Legal fee auditing is a process where accounting professionals review law firm billings on behalf of clients. If you're concerned about the existing or potential costs of working with a firm, especially when dealing with ongoing litigation, a legal fee audit may help you protect your financial interests. Let's take a look at what the process entails and why you should care about it.
Building Up Bills
Fees for legal services can accumulate for a variety of reasons. Legal work is expensive to start with, and many clients struggle to separate the signal from the noise when they look at their bills. You have a right, however, to demand detailed accounting of all legal work that's done for you, regardless of whether you're just someone fighting a parking ticket or a multinational corporation engaged in hundreds of millions of dollars of litigation.

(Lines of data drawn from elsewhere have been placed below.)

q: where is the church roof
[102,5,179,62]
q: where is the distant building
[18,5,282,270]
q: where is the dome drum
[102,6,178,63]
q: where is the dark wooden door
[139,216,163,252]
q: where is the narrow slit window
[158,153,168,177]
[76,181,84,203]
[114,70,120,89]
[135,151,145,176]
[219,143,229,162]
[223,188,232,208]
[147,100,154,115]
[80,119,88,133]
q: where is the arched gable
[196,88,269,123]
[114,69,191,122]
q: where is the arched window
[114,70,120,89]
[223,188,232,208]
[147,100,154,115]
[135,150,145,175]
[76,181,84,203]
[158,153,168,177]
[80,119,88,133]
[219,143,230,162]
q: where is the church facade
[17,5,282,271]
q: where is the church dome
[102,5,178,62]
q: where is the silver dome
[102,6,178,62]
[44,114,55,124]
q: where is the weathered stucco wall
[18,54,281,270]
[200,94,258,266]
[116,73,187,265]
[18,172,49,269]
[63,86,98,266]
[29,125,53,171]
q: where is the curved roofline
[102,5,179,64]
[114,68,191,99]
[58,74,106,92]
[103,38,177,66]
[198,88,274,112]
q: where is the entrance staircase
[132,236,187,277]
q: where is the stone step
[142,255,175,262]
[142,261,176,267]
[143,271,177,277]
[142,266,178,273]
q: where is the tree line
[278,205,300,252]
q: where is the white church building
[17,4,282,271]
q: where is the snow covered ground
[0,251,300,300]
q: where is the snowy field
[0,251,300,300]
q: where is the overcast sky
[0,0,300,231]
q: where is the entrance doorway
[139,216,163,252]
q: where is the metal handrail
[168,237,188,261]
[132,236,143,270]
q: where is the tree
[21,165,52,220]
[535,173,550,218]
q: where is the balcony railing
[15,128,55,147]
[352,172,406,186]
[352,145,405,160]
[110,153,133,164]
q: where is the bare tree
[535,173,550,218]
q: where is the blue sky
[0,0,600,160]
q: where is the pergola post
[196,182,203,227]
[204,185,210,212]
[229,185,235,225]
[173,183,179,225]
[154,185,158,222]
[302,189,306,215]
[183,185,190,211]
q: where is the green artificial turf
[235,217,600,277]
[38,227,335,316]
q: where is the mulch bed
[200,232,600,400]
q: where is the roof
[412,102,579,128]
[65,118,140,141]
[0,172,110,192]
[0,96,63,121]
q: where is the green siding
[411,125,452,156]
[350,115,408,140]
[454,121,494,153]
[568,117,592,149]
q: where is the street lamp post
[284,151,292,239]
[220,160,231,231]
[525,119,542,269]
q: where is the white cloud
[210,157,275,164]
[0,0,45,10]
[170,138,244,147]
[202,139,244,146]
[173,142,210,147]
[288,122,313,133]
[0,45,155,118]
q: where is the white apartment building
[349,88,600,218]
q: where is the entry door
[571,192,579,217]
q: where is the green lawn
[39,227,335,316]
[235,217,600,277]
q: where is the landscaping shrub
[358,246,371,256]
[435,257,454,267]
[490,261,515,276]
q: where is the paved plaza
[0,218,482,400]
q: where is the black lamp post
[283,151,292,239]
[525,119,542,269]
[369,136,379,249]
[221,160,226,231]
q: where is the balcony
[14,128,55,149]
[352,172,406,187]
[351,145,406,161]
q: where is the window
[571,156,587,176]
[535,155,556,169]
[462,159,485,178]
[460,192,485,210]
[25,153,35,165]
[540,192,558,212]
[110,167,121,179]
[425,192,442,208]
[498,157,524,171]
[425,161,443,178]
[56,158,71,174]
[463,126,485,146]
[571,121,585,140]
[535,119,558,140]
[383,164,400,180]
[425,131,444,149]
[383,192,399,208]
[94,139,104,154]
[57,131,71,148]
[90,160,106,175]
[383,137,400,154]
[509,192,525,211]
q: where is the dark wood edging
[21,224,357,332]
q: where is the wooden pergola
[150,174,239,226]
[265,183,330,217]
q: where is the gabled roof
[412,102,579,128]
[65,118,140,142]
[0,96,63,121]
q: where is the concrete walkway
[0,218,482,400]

Is Your Law Firm Screwing You Over?
Despite the numerous ethical safeguards in place in the legal industry, the reality is there's a non-zero chance your law firm is deliberately putting the squeeze on you. According to a 2007 survey, one out of three lawyers admitted to at least occasionally double billing their clients. Rounding is common, too, such as deciding that 90 minutes of work ought to be billed as two hours.

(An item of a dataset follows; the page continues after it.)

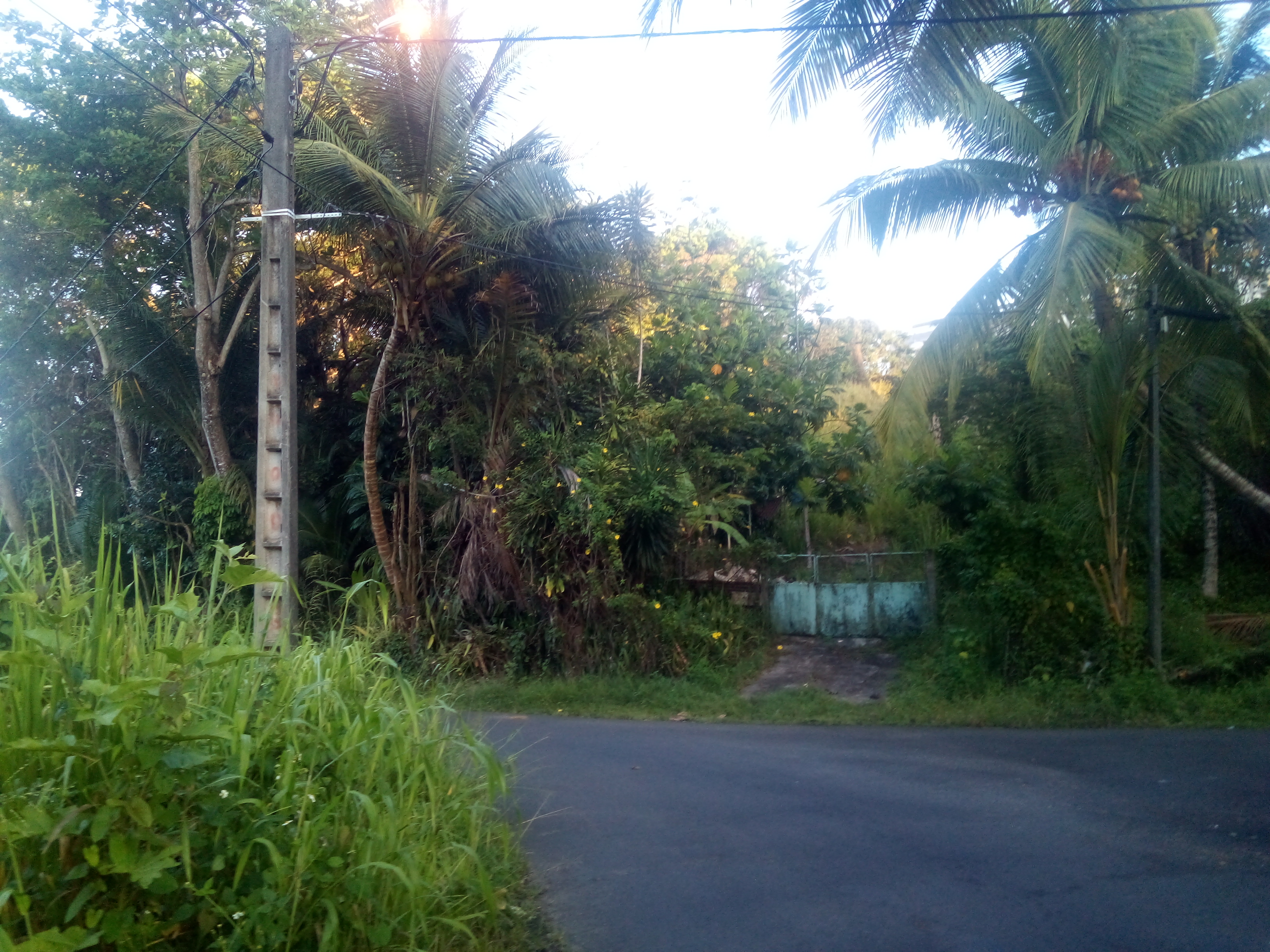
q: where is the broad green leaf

Big clients, in particular, can be vulnerable to sketchy billing practices. Purdue Pharma in 2006 had its defense fees from an Oxycontin case cut from $400 million to $200 million after its insurance carrier sought a legal fee audit.
How Is It Done?
You have the right to demand documentation of all fees you're assessed. Especially with big cases, firms sometimes try to drown requests in document dumps. For example, the Purdue Pharma case was met with over 1 million points of data regarding billing. The information was sent to the auditors in more than 200 boxes.

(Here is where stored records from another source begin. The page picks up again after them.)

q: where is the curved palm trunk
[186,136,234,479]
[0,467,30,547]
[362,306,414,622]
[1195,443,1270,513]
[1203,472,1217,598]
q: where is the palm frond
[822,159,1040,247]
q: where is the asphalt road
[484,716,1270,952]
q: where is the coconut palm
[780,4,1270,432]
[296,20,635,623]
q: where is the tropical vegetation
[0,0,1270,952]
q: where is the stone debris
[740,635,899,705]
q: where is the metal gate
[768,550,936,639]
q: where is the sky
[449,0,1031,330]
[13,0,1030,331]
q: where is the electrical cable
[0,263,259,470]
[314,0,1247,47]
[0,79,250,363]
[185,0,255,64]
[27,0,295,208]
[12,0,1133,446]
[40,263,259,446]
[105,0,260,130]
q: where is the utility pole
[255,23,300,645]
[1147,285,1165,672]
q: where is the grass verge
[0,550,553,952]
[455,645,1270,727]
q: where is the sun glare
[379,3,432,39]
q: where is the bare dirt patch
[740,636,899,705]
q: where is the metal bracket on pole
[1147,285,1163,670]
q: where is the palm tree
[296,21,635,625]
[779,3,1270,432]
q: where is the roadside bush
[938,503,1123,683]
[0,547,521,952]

There are several tricks to legal fee auditing. First-hand examination is essential, but many companies now use document-scanning and machine-learning technologies to rapidly build a database of what the bills were. They will then analyze the billings for irregularities, assigning auditors to examine anything that's flagged. Bigger items will also be examined directly by people to try to maximize returns to clients.
When irregularities are found, there are two options. First, you should send a request for a refund to the law firm. Second, you may need to consider litigation.